Kelly Jenkins-Pultz: Equal pay is achievable
By Kelly Jenkins-Pultz
Equal Pay Day is the date on the calendar each year through which a woman who works full time, all year-round must work in order to get paid the same amount a man did the previous year. For 2022, Equal Pay Day is today, March 15, 74 days after New Year’s Eve.
Looking through the lens of Equal Pay Day helps drive home the fundamental unfairness of the persistent gender and racial wage gap in our country. The gaps are sadly even higher for Black women (64%) and Hispanic Women (57%) compared to white non-Hispanic men.

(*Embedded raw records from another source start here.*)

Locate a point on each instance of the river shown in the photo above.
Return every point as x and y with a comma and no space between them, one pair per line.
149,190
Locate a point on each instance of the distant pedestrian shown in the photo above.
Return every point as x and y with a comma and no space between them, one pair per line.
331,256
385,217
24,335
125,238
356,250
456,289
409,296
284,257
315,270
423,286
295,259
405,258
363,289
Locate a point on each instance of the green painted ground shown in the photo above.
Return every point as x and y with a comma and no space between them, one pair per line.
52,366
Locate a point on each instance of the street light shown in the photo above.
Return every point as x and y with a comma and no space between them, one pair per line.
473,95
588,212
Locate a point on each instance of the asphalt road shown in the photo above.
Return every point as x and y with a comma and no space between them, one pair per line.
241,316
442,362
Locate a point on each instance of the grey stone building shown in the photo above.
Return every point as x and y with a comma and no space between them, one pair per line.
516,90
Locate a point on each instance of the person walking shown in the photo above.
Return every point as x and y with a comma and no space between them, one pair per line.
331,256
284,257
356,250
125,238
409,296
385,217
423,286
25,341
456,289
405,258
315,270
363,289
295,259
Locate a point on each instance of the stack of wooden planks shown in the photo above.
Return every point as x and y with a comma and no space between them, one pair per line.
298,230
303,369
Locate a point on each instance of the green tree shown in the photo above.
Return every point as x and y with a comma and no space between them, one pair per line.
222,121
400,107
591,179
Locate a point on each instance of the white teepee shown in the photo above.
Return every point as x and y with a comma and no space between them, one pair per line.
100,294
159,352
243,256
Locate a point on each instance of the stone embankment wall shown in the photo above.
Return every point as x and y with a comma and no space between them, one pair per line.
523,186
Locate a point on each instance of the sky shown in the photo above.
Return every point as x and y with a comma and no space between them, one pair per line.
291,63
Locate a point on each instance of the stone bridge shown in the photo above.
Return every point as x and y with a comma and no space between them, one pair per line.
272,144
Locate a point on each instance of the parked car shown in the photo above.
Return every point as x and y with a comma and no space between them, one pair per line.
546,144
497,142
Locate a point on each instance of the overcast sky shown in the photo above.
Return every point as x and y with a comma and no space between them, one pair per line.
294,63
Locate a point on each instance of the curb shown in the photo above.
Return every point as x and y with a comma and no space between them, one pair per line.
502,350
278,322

To understand how the gender wage gap expresses in our current economy, the Department of Labor released a new report today: “Bearing the Cost: How Overrepresentation in Undervalued Jobs Disadvantaged Women During the Pandemic.” The report examines the experiences of working women during the pandemic. Some lost jobs, others left work to care for children or family, and still others did essential work putting their health and safety at-risk. For the first time in a modern recession women saw worse employment impacts than men. Women lost 11.9 million jobs compared to 10.1 million for men between February and April 2020.
The report unpacks a concept known as “occupational segregation,” or the division of men and women into different types of jobs. For example, 93% of child care workers are women, but women are only 2% of electricians.
The impact of occupational segregation is that the types of jobs where women are concentrated are valued less and pay lower wages.
In Washington, women make 79 cents for every dollar a man makes. The gap for women of color is much wider, with Black women being paid only 62 cents on the dollar, and Hispanic women an average of 48 cents compared to men.
The good news is there are ways we can chip away at these disparities. For example, if you’re a woman in a union, you made up men’s 2021 earnings by Valentine’s Day, aka. Union Women’s Equal Pay Day. That’s why Secretary of Labor Marty Walsh has made supporting worker organizing and collective bargaining a key feature of the department’s Good Jobs Initiative, an effort to harness unprecedented worker power to make inroads toward fairer and more sustainable working conditions for all.
Solutions to close the gender wage gap must involve disruption of occupational segregation and the gendered division of women into the lowest paying job categories. The Women’s Bureau leads efforts in the region to work with state and local organizations who are providing pre-apprenticeship training, orientation services to help women learn about apprenticeship, and programming to address the need for supportive services key to success.
In Washington, ANEW is a former Women’s Bureau Women in Apprenticeship and Nontraditional Occupations (WANTO) grantee that has become nationally known for their Rise Up program, which offers respectful workplace training to help build supportive working climates where women and men can thrive in the trades.
We can also take other actions, including the following:
• Supporting women as they enter male-dominated fields.
• Fighting to raise wages and ensure job quality in women-dominated jobs.
• Making high-quality, affordable and accessible childcare.
• Increasing funding for home- and community-based care.
• Supporting paid family and medical leave.
• Strengthening overtime protections.
• Demanding predictable scheduling.
• Ensuring racial and gender equity in all jobs, especially those newly created climate and infrastructure job on projects funded by the Bipartisan Infrastructure bill.
We can recognize that the status quo – 74 extra days of work before we are compensated equally with men – are not conditions we have to accept, that we must not resign ourselves to unfairness simply because it’s so typical. Instead, we can imagine a post-pandemic recovery truly equitable, and where Equal Pay Day is Dec. 31.
Kelly Jenkins-Pultz is Region 9 administrator of the U.S. Department of Labor’s Women’s Bureau in San Francisco. She’s also acting administrator for Region 10, which includes Washington state.